The scaleAndConcurrency property is where things get more interesting. The maximumInstanceCount property replaces Site Config functionAppScaleLimit property and the instanceMemoryMB replaces the containerSize property. The triggers setting replaces the FUNCTIONS_MAX_HTTP_CONCURRENCY App Setting. That is relatively simple. The alwaysReady property replaces the alwaysOn property, but does so in a more flexible way. While alwaysOn was an all-or-nothing flag, the new alwaysReady property allows for finer-grained control over the exact number of instances running and for which specific functions.

And there you have it. A brand new Flex Consumption Function App deployed with Terraform and ready to load with your actual code.

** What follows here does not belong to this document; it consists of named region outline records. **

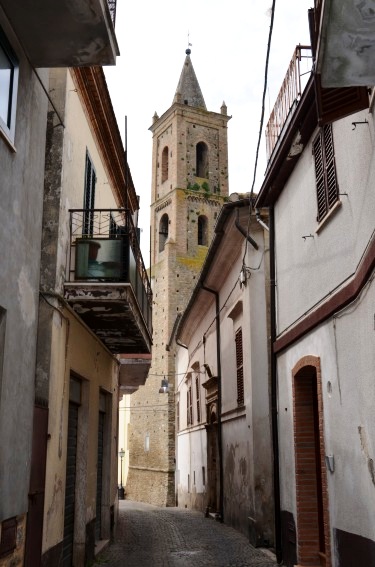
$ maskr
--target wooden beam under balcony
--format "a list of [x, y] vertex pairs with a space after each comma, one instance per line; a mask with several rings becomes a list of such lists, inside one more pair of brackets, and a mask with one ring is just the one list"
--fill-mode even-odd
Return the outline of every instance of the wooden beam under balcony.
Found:
[[34, 67], [114, 65], [113, 1], [0, 0]]

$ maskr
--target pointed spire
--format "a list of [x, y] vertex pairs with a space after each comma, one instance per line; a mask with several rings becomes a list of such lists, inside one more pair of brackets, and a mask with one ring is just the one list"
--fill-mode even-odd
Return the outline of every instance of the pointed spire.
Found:
[[185, 53], [185, 63], [182, 68], [173, 102], [187, 104], [188, 106], [195, 106], [196, 108], [204, 108], [204, 110], [207, 110], [206, 103], [204, 102], [202, 91], [190, 59], [191, 49], [186, 49]]

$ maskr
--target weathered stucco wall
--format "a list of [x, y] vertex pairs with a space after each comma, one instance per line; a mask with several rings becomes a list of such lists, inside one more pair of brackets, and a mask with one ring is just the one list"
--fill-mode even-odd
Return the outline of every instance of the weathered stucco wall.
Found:
[[2, 11], [0, 25], [19, 60], [13, 146], [0, 134], [2, 521], [28, 507], [48, 101]]

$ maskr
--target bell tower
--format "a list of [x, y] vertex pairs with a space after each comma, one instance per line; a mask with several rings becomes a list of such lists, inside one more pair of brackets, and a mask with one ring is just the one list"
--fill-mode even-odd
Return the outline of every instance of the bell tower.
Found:
[[[210, 112], [186, 57], [172, 106], [155, 113], [151, 196], [152, 365], [131, 396], [127, 494], [175, 506], [174, 331], [228, 197], [227, 107]], [[168, 391], [161, 388], [168, 381]], [[160, 390], [160, 392], [159, 392]]]

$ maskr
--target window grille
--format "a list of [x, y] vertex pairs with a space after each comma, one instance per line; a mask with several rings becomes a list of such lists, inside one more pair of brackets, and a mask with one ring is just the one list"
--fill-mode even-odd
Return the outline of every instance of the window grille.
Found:
[[161, 155], [161, 182], [164, 183], [169, 175], [168, 146], [165, 146]]
[[198, 217], [198, 244], [208, 246], [208, 220], [204, 215]]
[[196, 175], [208, 179], [208, 147], [199, 142], [196, 147]]

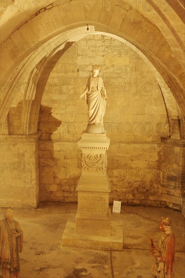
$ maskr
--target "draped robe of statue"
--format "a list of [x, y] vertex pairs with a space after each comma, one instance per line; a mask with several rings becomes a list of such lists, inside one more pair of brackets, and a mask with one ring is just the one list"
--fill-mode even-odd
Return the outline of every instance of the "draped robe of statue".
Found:
[[155, 258], [151, 274], [157, 278], [174, 277], [175, 238], [173, 233], [164, 234], [159, 242], [159, 260]]
[[88, 104], [88, 125], [103, 125], [107, 95], [102, 78], [90, 76], [83, 95]]
[[[19, 278], [20, 262], [19, 253], [22, 251], [23, 231], [19, 223], [5, 218], [1, 221], [1, 267], [3, 278]], [[20, 233], [15, 237], [14, 233]]]

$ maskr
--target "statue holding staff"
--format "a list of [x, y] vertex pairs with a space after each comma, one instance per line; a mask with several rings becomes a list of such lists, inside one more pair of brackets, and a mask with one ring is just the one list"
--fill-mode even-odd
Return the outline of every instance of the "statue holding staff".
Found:
[[153, 278], [174, 278], [175, 238], [168, 218], [161, 218], [160, 228], [164, 233], [158, 247], [151, 240], [151, 254], [155, 257], [151, 276]]

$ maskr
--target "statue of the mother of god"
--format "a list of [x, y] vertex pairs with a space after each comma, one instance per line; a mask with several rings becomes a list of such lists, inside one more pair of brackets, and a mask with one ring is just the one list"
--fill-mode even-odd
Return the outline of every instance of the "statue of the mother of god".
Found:
[[93, 65], [91, 75], [87, 80], [85, 89], [80, 98], [85, 97], [88, 105], [88, 123], [86, 131], [103, 133], [103, 118], [106, 106], [107, 95], [102, 78], [99, 75], [100, 66]]

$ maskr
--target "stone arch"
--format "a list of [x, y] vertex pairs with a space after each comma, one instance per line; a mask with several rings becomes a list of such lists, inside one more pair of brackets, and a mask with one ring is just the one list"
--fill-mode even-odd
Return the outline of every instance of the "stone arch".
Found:
[[[34, 49], [35, 48], [35, 43], [34, 42], [37, 42], [37, 47], [38, 47], [48, 41], [51, 38], [54, 38], [61, 33], [64, 33], [64, 37], [66, 36], [67, 40], [68, 38], [66, 35], [67, 30], [69, 31], [70, 34], [70, 30], [79, 26], [85, 26], [83, 27], [85, 29], [88, 22], [87, 24], [89, 25], [95, 26], [95, 31], [106, 31], [118, 35], [133, 45], [137, 46], [138, 49], [152, 62], [157, 70], [161, 74], [166, 82], [169, 82], [169, 86], [179, 106], [181, 113], [184, 114], [182, 65], [174, 57], [173, 50], [171, 48], [170, 52], [166, 52], [164, 55], [164, 51], [166, 48], [166, 44], [167, 43], [167, 41], [158, 26], [154, 24], [152, 20], [149, 20], [147, 17], [144, 17], [144, 16], [146, 16], [147, 11], [146, 12], [143, 9], [140, 12], [137, 11], [136, 9], [130, 9], [129, 7], [125, 8], [128, 3], [124, 1], [123, 3], [125, 3], [124, 9], [122, 7], [120, 9], [120, 7], [118, 7], [119, 14], [118, 14], [116, 13], [116, 8], [115, 10], [112, 10], [112, 7], [109, 6], [107, 7], [107, 8], [104, 7], [104, 10], [101, 6], [102, 3], [100, 2], [88, 1], [85, 6], [85, 9], [82, 10], [82, 13], [80, 14], [79, 16], [77, 12], [82, 8], [83, 3], [81, 1], [78, 2], [78, 3], [76, 2], [73, 2], [70, 4], [71, 13], [67, 20], [62, 17], [62, 16], [66, 14], [65, 14], [66, 12], [59, 10], [59, 4], [56, 2], [54, 2], [52, 5], [48, 5], [39, 10], [36, 14], [33, 12], [31, 17], [28, 18], [26, 22], [23, 21], [19, 26], [19, 28], [14, 30], [13, 32], [12, 31], [10, 36], [7, 37], [7, 39], [3, 42], [4, 51], [2, 63], [3, 82], [9, 84], [13, 81], [14, 78], [11, 73], [14, 71], [15, 75], [17, 65], [23, 60], [27, 59], [29, 55], [33, 53], [34, 50], [35, 51], [35, 49]], [[152, 5], [153, 7], [154, 3]], [[96, 13], [93, 9], [95, 7], [97, 9]], [[97, 12], [97, 9], [98, 13]], [[180, 12], [181, 12], [181, 10]], [[153, 13], [156, 16], [155, 20], [156, 20], [157, 13], [156, 11], [154, 11]], [[176, 14], [175, 15], [176, 16]], [[177, 16], [179, 17], [178, 15]], [[61, 22], [62, 17], [64, 20]], [[116, 19], [116, 24], [115, 24]], [[38, 22], [40, 23], [41, 26], [38, 25]], [[44, 25], [44, 23], [46, 24], [46, 26]], [[131, 33], [128, 28], [128, 26], [130, 26], [130, 28], [131, 26]], [[139, 32], [138, 29], [140, 30]], [[170, 28], [169, 29], [170, 29]], [[26, 29], [29, 30], [29, 33], [25, 33]], [[153, 30], [152, 33], [150, 31], [150, 29]], [[147, 38], [147, 41], [146, 38]], [[30, 45], [30, 49], [28, 52], [25, 52], [24, 48], [22, 49], [25, 41]], [[150, 51], [146, 47], [148, 42], [149, 42], [149, 45], [152, 44], [152, 49]], [[178, 41], [177, 39], [175, 42], [176, 44], [179, 43], [179, 41]], [[159, 51], [159, 47], [158, 45], [159, 43], [160, 48], [160, 51]], [[5, 65], [7, 64], [8, 68], [6, 68]], [[11, 106], [10, 100], [9, 101], [9, 106], [8, 105], [7, 101], [5, 100], [4, 102], [3, 100], [4, 99], [6, 99], [7, 93], [7, 89], [5, 89], [2, 98], [3, 116], [7, 114], [8, 107], [9, 106], [10, 108]], [[7, 99], [11, 100], [11, 96], [9, 95], [7, 98]], [[4, 107], [7, 107], [7, 112], [5, 113]]]

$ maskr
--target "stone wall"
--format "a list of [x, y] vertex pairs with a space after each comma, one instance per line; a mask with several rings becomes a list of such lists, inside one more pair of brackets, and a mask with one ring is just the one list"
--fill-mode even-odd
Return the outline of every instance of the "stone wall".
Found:
[[100, 35], [88, 35], [61, 56], [48, 64], [51, 71], [39, 114], [40, 201], [77, 201], [81, 169], [76, 143], [88, 122], [87, 106], [79, 96], [91, 65], [98, 64], [108, 97], [104, 120], [111, 141], [105, 168], [112, 184], [110, 202], [179, 204], [176, 197], [166, 198], [175, 194], [163, 186], [171, 162], [164, 156], [161, 136], [169, 136], [169, 131], [162, 96], [148, 65], [128, 45]]
[[1, 206], [13, 206], [26, 213], [39, 202], [37, 136], [1, 135]]

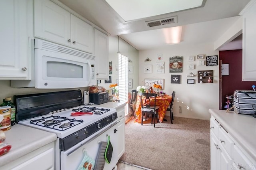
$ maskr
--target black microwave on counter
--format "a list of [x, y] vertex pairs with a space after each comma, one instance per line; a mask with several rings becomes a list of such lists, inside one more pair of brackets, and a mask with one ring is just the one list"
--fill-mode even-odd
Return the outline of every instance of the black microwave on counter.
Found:
[[108, 102], [108, 93], [89, 93], [90, 103], [100, 105]]

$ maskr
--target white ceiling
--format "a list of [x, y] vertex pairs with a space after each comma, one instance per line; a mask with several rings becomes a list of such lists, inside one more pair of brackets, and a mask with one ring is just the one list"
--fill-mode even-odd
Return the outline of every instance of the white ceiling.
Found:
[[[206, 0], [202, 8], [125, 22], [105, 0], [59, 0], [108, 32], [110, 36], [119, 36], [138, 50], [170, 45], [165, 43], [162, 29], [179, 26], [183, 26], [180, 43], [214, 42], [240, 17], [239, 13], [250, 1]], [[130, 12], [133, 12], [133, 8], [128, 8]], [[149, 28], [145, 22], [176, 16], [177, 23], [170, 26]], [[234, 48], [235, 45], [241, 49], [240, 38], [238, 38], [240, 40], [232, 44], [231, 47], [224, 46], [222, 47], [222, 49], [234, 49], [230, 48]]]

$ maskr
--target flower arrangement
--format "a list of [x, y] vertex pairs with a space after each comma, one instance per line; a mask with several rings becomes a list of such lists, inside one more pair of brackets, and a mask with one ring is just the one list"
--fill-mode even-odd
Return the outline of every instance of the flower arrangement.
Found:
[[109, 85], [109, 88], [114, 87], [117, 86], [118, 85], [117, 84], [112, 84]]
[[118, 90], [119, 89], [119, 87], [118, 85], [118, 84], [111, 84], [109, 85], [109, 87], [112, 88], [112, 93], [116, 95], [117, 93], [118, 92]]
[[156, 84], [154, 84], [153, 86], [154, 88], [156, 88], [157, 89], [162, 89], [162, 86], [160, 85], [157, 85]]
[[138, 86], [136, 89], [136, 90], [138, 92], [138, 94], [140, 93], [146, 92], [146, 87], [145, 86]]

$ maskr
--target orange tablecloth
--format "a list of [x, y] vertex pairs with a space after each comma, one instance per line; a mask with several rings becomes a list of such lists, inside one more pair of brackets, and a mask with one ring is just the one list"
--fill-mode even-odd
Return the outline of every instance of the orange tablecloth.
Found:
[[[172, 96], [165, 95], [163, 97], [158, 96], [156, 97], [156, 105], [159, 106], [160, 107], [158, 109], [158, 116], [159, 117], [159, 121], [162, 123], [164, 119], [165, 112], [166, 111], [169, 105], [171, 103], [172, 97]], [[155, 102], [154, 98], [152, 98], [150, 101], [150, 103], [154, 105]], [[135, 109], [135, 113], [137, 116], [137, 118], [134, 122], [139, 123], [141, 123], [141, 105], [140, 104], [140, 97], [137, 96], [137, 102], [136, 103], [136, 108]]]

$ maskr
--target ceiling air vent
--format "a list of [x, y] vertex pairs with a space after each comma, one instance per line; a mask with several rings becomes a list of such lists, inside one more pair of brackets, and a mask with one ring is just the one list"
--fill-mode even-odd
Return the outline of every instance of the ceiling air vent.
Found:
[[145, 22], [149, 27], [177, 24], [177, 16], [153, 21], [146, 21]]

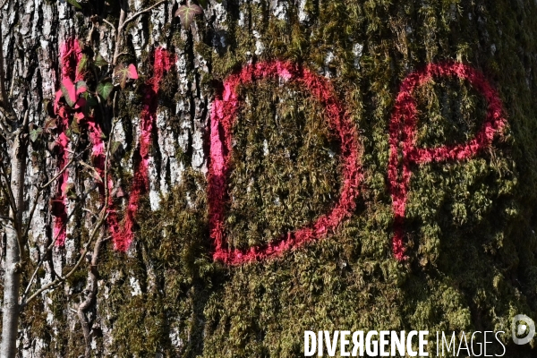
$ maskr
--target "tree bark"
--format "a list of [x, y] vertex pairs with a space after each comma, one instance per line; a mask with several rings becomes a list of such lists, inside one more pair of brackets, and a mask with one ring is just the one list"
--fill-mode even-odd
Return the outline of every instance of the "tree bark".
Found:
[[15, 133], [11, 155], [11, 190], [15, 199], [15, 209], [10, 209], [10, 217], [16, 217], [5, 228], [6, 248], [4, 273], [4, 305], [2, 308], [2, 358], [13, 358], [17, 353], [19, 333], [19, 291], [21, 286], [21, 234], [24, 210], [24, 175], [26, 172], [26, 142], [23, 127]]

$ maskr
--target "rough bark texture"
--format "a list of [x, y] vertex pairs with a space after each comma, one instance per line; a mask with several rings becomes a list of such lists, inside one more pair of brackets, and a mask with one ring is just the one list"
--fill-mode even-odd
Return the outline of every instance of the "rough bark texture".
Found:
[[[132, 0], [130, 6], [154, 3]], [[503, 329], [507, 342], [511, 317], [537, 318], [536, 2], [209, 0], [189, 30], [173, 17], [184, 3], [169, 0], [127, 29], [129, 55], [122, 61], [136, 64], [141, 78], [122, 94], [114, 133], [124, 149], [113, 164], [115, 189], [125, 194], [115, 198], [120, 215], [140, 160], [141, 84], [151, 75], [151, 51], [166, 47], [177, 56], [161, 86], [149, 191], [137, 215], [135, 242], [126, 253], [104, 243], [80, 274], [26, 307], [19, 356], [299, 356], [304, 329]], [[95, 1], [96, 12], [115, 23], [118, 14], [106, 13], [107, 4]], [[8, 0], [1, 11], [13, 107], [20, 115], [28, 107], [30, 122], [43, 125], [43, 101], [60, 85], [60, 44], [87, 38], [92, 13], [75, 12], [64, 0]], [[93, 41], [112, 59], [115, 38], [107, 24], [99, 24]], [[211, 103], [231, 72], [275, 58], [334, 81], [361, 132], [364, 183], [355, 215], [328, 239], [266, 264], [228, 268], [213, 261], [209, 234]], [[415, 169], [406, 224], [410, 257], [399, 263], [391, 252], [386, 184], [389, 118], [402, 80], [444, 60], [485, 73], [500, 94], [509, 129], [477, 158]], [[422, 112], [434, 114], [420, 115], [431, 124], [420, 132], [421, 145], [464, 141], [483, 116], [486, 104], [469, 86], [442, 86], [416, 95]], [[282, 227], [311, 221], [338, 193], [337, 143], [324, 124], [315, 124], [326, 122], [322, 107], [296, 95], [300, 89], [281, 87], [268, 81], [242, 93], [247, 99], [235, 128], [226, 222], [233, 247], [266, 243]], [[461, 108], [465, 115], [454, 115]], [[453, 121], [446, 124], [442, 116]], [[320, 139], [306, 147], [308, 136]], [[314, 155], [304, 155], [303, 147]], [[36, 185], [57, 173], [56, 160], [47, 143], [30, 146], [27, 203]], [[80, 169], [70, 175], [79, 196], [93, 185]], [[23, 249], [30, 273], [46, 257], [32, 292], [73, 266], [93, 224], [70, 202], [65, 245], [44, 254], [53, 240], [53, 194], [39, 201]], [[86, 207], [96, 210], [98, 201], [91, 194]], [[6, 245], [13, 244], [6, 229], [4, 272], [18, 261], [5, 257]], [[22, 289], [28, 280], [23, 275]], [[2, 290], [20, 290], [4, 282]], [[535, 342], [508, 345], [507, 354], [534, 356]]]

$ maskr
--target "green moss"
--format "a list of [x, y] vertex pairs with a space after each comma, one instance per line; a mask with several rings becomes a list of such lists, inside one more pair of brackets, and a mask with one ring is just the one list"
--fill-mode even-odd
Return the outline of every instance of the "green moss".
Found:
[[[210, 257], [206, 179], [187, 169], [158, 210], [145, 200], [131, 251], [115, 252], [109, 244], [103, 251], [98, 301], [99, 317], [113, 332], [110, 354], [294, 357], [303, 352], [305, 329], [508, 332], [515, 314], [535, 317], [534, 2], [308, 1], [310, 19], [303, 23], [292, 5], [284, 21], [266, 1], [238, 3], [226, 3], [227, 21], [217, 30], [198, 19], [199, 43], [192, 34], [182, 37], [176, 21], [170, 25], [167, 40], [184, 54], [188, 81], [210, 98], [217, 81], [249, 61], [273, 58], [329, 77], [361, 134], [364, 181], [358, 208], [325, 240], [277, 260], [227, 268]], [[258, 40], [260, 55], [255, 55]], [[359, 58], [356, 45], [362, 46]], [[209, 74], [196, 72], [195, 55], [208, 61]], [[475, 158], [412, 167], [409, 260], [398, 263], [390, 249], [388, 123], [403, 79], [447, 59], [485, 73], [500, 94], [509, 127]], [[195, 96], [175, 93], [175, 75], [163, 86], [166, 107]], [[325, 213], [337, 194], [340, 163], [322, 109], [307, 93], [276, 81], [240, 93], [248, 101], [234, 127], [226, 230], [229, 243], [243, 248]], [[127, 133], [134, 132], [131, 120], [140, 113], [140, 93], [122, 98]], [[416, 100], [423, 148], [466, 141], [486, 111], [481, 96], [457, 80], [423, 86]], [[172, 117], [175, 132], [183, 120]], [[127, 141], [125, 158], [134, 145], [132, 137]], [[176, 153], [184, 167], [190, 156]], [[128, 185], [128, 171], [115, 170]], [[135, 295], [132, 282], [140, 286]], [[507, 354], [529, 358], [533, 345], [533, 351], [508, 345]]]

One thing I did notice working through the code is that the depreciation documentation mentioned a remoteBuild parameter, which replaces the ENABLE_ORYX_BUILD and SCM_DO_BUILD_DURING_DEPLOYMENT app settings. However I was unable to find any reference to remoteBuild in the code anywhere. This wasn’t an issue in the end, as the Function App Core Tools publish command defaults to triggering a remote build.